Keempat. Pengamat dadakan. Ya ini yang paling saya kagum dari Pilpres kemarin, mendadak dangdut! Eh salah, mendadak Pilpres. Sebagai animo, Pilpres kemudian dihayati sebagai ajang memberi penilaian, mengkritisi bisa juga saling menghakimi satu sama lain. ya, anggap saja argument saya paling benar dan anda itu yang salah. Saling merasa benar sendiri. Dirasa dirinya lah yang paling berjasa untuk nusa, bangsa dan Capres. Mari kita melihat ini sebagai budaya politik parochial. Budaya politik yang paling rendah. Sporadis, tradisional. Seperti gelombang air bah. Datang dan menyapu semuanya kemudian hilang sekenanya tidak ada sisa. Ya. Sekarang ada bukti kalau Pilpres tetap disikapi, dikomentari seperti sedia kala beberapa minggu kemarin? Saya rasa tidak. Pengamatan terhadap kondisi sosial dilihatnya sebagai hal yang paling-paling pinggir. Pengamat politik dadakan, saya suka dengan kawan saya bersepakat menggunakan frasa kata tersebut. Hehe yang membuat saya gedek itu sebenarnya para ultras, para fanatis capres tertentu. Kok bisa-bisanya segala kebaikan dijadikan alat untuk dasarnya untuk membenarkan akan segala hal. Sampai-sampai kesalahan bukan jadi halangan untuk terus berkampanye mati-matian dan merasa paling benar. Padahal dibayar tidak, direkrut juga tidak. Simpatisan yang tidak diharapkan, tapi menguntungkan untuk pihak yang didukung. Tetapi heranya, setelah Pilpres mereka ini menghilang jauh dari sisi. Inikah sisi gelapmu? Seolah-olah kehidupan politik hanya pada saat Pilpres. Seperti hilang tidak punya arah. Oleh karena itu pendidikan idelogisasi menjadi penting semenjak mahasiswa. Akan tetapi, penghargaan sebesar-besarnya bagi siapa saja mereka yang sudah mau peduli terhadap keadaan bangsanya, dan belajar untuk peka terhadap keadaan sosial. Meski di sisi yang tidak Nampak, ada beberapa krucil-krucil mahasiswa yang sedang bekerja untuk partainya. Bekerja untuk rakyat hehe.

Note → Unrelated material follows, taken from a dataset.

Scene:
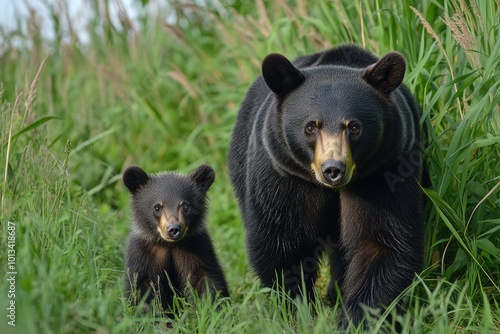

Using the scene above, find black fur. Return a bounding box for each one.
[123,165,228,310]
[228,45,424,323]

kelima. Pilpres ini menjadi pertaruhan yang sengit antara jaringan birokrasi, media, elit-elit dan massa. Diatas semuanya tetap kepentingan yang merupakan nilai perekat. Elit-elit dan massa ternyata adalah variable yang saling terkait, bukan untuk saling mendominasi dan mengalahkan diantara masing-masing. 2 capres kalau teman saya membandingkan adalah pertarungan diantara dua perspektif. Kubu pertama menang di elit, dan kubu kedua menang di akar rumput. Kubu pertama dibaca di public sebagai koalisi besar yang merangkul setiap elemen kelompok kepentingan dengan tujuan untuk akomodasi, koalisi para elit-elit. Sedangkan kubu yang kedua lebih terlihat sebagai gerakan yang berasal dari “rakyat”. Padahal tidak selamanya benar, masing-masing kubu punya basis elit, dan basis massa. Yang jelas, Pilpres selalu menjaid ajang pembuktian sampai sejauh mana skema figure berpengaruh terhadap prefensi pilihan public dan merupakan perbandingan dari efektivitas antara skema figure dan mesin Partai Politik.

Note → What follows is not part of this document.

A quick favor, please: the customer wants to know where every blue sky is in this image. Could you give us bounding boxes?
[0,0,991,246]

Keenam Media. Media massa sangat berperan dalam mebentuk dan mengarahkan opini public. Terutama karena kalangan menengah di Indonesia sebagian besar sudah melek IT. Jadi akses informasi sudah dapat lebih mudah untuk diperoleh. Juga media sosial. Betapa media-media ini sangat punya andil untuk menggiring opini massa tentang isu-isu tertentu. Isu Pilpres kemarin indikasi ini semakin menguat. Betapa terombang-ambingnya opini publik. Persepsi yang dibangun kenyataanya adalah buah konstruksi dari media. Tanpa stance yang jelas, penginfoan media diserap sebagai sebenar-benarnya informasi, menurutnya itu rasional tetapi sebenarnya, relativisme yang digaung-gaungkan terus menerus kelak akan menjadi persepsi yang membenarkan informasi tersebut, Sebagaimana doktrin media. Yang pada akhirnya media melahirkan perang persepsi antara setiap orang, yang berakibat debat kusir, yang sebenarnya tidak perlu. Cukup mencermati dan mengomentari secukupnya saja lah. Tidak berlebihan. Berlomba-lomba agar terlihat kritis dan pandai. Akhirnya intensi untuk menilai bisa jadi berbuah menjadi justifikasi dan penilian yang berlebihan kepada yang lain.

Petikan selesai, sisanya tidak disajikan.